Nuku Hiva 31 mars - position 8°56.7'S - 140° 09.8'W

Canopus 3 on the Blue Water Rally
Jean Michel Coulon
Tue 1 Apr 2008 06:32
It is now 17.36 on the 31st and there has been a slight change of plans - we indeed left Nuku Hiva's Taaoa Bay, but only to motor roughly four miles west along the coast to Anse Hakatea, one of two small bays within the larger Taioa Bay.  Hakatea is known among cruisers as Daniel's Bay, after a local who for decades lived here and had rigged a buoy-suspended hose in the bay that tapped a spring of fresh drinking water near his house; he made the water available to cruisers in exchange for modest gifts.  Alas, the Survivor TV program decided his bay was ideal for the series and bought him out under quasi-coercive conditions (the producers had won the support of Papeete and the Nuku Hiva government), then razed his house to create the atmosphere of isolation along the shore they sought.  It will be our first very quiet anchorage as the bay is very sheltered, with a dogleg blocking our view of the ocean.
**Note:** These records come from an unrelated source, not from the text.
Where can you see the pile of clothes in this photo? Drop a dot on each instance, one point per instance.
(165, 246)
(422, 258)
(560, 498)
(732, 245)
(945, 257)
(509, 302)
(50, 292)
On three sides we are surrounded by steep cliffs of basalt of varying height with skimpy vegetation which nonetheless attracts songbirds we can easily hear from the boat, while on the fourth side there are two white sand beaches divided by a tiny peninsula.  Behind the beaches, which are infested by nonos (very tiny nasty biting flies), are cocoa palm plantations, smoke from a farmer's efforts to burn palm debris, and somewhere in the distance an allegedly impressive waterfall. 
 
Tomorrow most of the Rally boats will come here either for a few hours for a picnic or to stay overnight before a reasonably tough 2.5 hour hike (one way) to the waterfall, but we will be on our way to Hakahau Bay on Ua Pou (supposedly pronounced Wa Poo).  No later than the following morning we will head for Makemo in the Tuamotus, taking the easternmost of the three main routes through the archipelago.  The advantage of our route is that it does not foreclose going to any of the atolls that our guidebooks suggest we would enjoy seeing--once in Makemo (getting there may take 3-4 days) we will enjoy the luxury of taking it a day at a time as we decide where to go next.
 
The briefing this morning was the typical quasi-classroom situation of having to listen to information already made available, in this case in the Rally's guide; those of us who had read the guide and related materials thus wasted a morning.  Jean-Michel and I fell in that category, while Michel had a more productive morning of grocery shopping.  Shortly before lunch we learned that the cooking gas cannister we had left to be filled, and which had been promised for this morning, would not be available until around 1700 at the earliest.  Fortunately, Michel spotted one of two filled cannisters belonging to another French boat and arranged for them to take ours in exchange for one of theirs.  We then all had lunch at a shack opposite the dingy landing where the other boat's crewmembers had been eating every day--my first dish of poisson cru au coco was delicious as well as cheap.